Which party is perfect? Perhaps none, but let’s not forget that the BDP has paid
a price for the Kurdish struggle. Some Kurds have shown courage to speak Kurdish in the Turkish Grand Assembly, even with the consequence of spending years in prison. On my visit to Diyarbakir, I had a meeting with one of the Kurdish
officials who told me that you cannot be a Kurd if you have not been on trial
more than 30 times. Kurdishness comes with a price.

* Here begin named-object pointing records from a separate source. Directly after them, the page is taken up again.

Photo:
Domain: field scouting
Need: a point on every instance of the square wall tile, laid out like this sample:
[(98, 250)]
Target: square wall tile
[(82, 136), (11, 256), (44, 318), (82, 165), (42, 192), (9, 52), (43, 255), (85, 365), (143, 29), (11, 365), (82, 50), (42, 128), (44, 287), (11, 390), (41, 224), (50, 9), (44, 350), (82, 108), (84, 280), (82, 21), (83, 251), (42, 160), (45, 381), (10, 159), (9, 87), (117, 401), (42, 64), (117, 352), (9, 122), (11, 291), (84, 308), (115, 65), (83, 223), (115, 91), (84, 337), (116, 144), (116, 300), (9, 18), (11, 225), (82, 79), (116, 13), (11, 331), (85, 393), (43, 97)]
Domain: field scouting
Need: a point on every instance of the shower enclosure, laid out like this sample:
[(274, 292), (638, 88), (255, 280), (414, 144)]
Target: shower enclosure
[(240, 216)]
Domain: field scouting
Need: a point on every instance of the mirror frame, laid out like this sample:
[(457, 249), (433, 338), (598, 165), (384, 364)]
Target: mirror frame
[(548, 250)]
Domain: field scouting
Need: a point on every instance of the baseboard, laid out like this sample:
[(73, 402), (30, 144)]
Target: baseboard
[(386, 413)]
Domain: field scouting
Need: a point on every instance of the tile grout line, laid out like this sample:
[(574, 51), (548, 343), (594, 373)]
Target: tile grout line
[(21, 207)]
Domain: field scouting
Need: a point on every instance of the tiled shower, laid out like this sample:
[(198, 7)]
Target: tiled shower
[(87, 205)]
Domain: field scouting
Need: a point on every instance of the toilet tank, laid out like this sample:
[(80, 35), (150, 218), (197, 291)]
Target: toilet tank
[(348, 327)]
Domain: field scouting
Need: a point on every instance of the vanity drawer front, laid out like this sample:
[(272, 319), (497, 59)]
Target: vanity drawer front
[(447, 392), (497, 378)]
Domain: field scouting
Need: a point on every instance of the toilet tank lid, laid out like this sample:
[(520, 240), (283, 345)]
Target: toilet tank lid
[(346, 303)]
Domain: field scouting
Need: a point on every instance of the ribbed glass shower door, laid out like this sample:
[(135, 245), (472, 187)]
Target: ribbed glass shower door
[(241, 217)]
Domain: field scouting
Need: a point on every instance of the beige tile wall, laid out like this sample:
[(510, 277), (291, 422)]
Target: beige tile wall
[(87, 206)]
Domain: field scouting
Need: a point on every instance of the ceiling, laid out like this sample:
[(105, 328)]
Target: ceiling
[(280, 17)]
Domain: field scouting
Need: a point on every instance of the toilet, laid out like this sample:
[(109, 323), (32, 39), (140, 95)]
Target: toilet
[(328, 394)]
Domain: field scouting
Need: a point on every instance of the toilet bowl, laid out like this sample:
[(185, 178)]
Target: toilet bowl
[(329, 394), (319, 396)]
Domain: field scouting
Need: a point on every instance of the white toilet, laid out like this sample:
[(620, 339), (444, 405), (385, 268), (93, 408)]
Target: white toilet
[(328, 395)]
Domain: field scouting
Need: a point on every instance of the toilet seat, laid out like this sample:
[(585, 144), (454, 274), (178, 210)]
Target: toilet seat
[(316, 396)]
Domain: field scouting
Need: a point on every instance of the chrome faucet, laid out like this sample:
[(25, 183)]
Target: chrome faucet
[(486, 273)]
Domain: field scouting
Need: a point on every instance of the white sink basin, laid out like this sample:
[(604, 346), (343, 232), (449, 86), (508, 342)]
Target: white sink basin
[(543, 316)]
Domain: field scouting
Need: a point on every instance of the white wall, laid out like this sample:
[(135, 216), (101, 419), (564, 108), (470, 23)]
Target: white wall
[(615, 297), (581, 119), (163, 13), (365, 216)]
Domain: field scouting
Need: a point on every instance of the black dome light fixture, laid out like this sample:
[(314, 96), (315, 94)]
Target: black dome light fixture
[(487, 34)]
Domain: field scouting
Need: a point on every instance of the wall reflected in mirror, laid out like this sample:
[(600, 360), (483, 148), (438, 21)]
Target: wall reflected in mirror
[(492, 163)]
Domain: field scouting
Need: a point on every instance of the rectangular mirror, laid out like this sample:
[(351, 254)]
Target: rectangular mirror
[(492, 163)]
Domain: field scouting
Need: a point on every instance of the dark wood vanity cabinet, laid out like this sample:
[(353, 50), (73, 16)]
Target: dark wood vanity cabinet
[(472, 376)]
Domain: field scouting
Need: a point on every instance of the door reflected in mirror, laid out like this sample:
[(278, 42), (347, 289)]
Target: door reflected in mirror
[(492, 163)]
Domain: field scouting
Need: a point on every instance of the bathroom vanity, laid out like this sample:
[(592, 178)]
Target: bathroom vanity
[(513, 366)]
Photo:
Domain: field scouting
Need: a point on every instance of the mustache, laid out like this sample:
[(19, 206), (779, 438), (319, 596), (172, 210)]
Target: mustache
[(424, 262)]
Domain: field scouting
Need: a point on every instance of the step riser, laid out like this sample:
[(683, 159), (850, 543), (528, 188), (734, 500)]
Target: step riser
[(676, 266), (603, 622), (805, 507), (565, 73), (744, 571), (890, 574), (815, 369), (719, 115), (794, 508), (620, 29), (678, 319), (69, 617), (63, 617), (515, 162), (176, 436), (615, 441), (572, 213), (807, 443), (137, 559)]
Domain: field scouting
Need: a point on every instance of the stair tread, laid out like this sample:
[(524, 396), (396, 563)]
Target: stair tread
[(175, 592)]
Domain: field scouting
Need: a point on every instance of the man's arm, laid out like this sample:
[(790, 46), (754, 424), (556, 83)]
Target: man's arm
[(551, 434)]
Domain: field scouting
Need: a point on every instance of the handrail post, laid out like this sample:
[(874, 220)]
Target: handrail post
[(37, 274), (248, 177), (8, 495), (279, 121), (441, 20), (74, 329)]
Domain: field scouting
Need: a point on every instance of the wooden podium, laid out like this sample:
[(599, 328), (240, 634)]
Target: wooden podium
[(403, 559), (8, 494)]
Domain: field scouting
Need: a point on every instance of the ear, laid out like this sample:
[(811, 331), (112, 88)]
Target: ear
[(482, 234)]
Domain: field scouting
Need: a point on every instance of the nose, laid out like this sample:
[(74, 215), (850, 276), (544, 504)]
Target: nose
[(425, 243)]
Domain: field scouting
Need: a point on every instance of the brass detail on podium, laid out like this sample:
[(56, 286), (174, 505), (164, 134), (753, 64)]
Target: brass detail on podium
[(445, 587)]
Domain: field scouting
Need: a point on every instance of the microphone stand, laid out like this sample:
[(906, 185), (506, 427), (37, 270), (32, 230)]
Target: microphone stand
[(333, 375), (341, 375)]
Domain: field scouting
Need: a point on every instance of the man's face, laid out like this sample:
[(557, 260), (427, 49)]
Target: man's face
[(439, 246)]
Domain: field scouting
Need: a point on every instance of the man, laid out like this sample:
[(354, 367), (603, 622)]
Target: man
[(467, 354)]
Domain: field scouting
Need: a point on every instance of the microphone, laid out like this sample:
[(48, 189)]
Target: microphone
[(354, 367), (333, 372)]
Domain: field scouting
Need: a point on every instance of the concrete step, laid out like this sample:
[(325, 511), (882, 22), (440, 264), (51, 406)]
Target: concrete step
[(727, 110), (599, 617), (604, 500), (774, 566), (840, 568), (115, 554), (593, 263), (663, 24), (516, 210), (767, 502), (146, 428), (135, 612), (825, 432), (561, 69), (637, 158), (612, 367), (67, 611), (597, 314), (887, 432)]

The Turkish Islamist regime is trying to discredit the BDP, and they will
continue to use all kinds of games to rule the Kurds. The problem is that the
Kurds never learn their lesson. This time I hope they will not fall into the
same trap of disunity. I hope that Kurdish politicians will not forget how far
they have come and how they came to this point, or how Turkey made a coalition
with their former enemy because of the Kurds.  The Kurds should at least be
united among themselves because of what the Turks, Iranians, and Syrians
continue to do to them. The question is what is it that hinders people from
understanding the Kurdish problems when the facts are very clear? Who would
imagine that a Kurdish representative from Iraq Kurdistan could share the podium
with a representative from Turkey?  Who would imagine the Kurdish party leader
from Iraq would undertake a state visit to Turkey? Who would Imagine Turkish
representative visit Iraqi Kurdistan? Who would imagine that a military general
would participate in the Kurdish holiday of Newroz? It is dangerous to be right
when the government is wrong. The Turkish government does not like the BDP
because the BDP strongly protests against the government’s decades-long policy of cultural assimilation of Kurds and the denial of Kurdish existence, as well
as the forceful purification of the Kurds or the Mountain Turks. I strongly
believe in the power of the pen and the notion of ballots not bullets. I condemn
all kinds of violence, but I do believe it is time for the Kurds to organize and
unite under one party in order to demand their rights via democratic means, not
by violence.

If the Turkish state ignores the cry of the Kurds, who else will listen to
Kurdish calls? The Kurds never asked for a separate country; they just asked to
live with basic rights and dignity like everybody else. Previous regimes did not
listen to the Kurds and now the Islamic regime has come to power in the same
spirit but with a different mask. According to Prime Minster Erdogan and
Gulenists, Turks never committed injustice and crimes.  Yet reality shows
Kurdish imprisonment, forced assimilation, and a legacy of nearly a century of
denial of Kurdish existence by the Turkish government  Gulenists and the AKP, who consider Kurds to be “Turks,” have a hard time accepting the reality of the Kurds and other minorities who have lived under the regime. Actually, I do not think any minority has a problem with the Turks, but instead the minorities are mostly tolerant towards the Turks, yet these minorities have a problem with biased Turkish policies.Kurds should be united and support the BDP party because its Kurdish struggle has grown out of difficulties of early life and out of the striving for a goal of justice and basic rights. History will show that Bad Kurds are really Good Kurds, especially after they unite against all oppressors.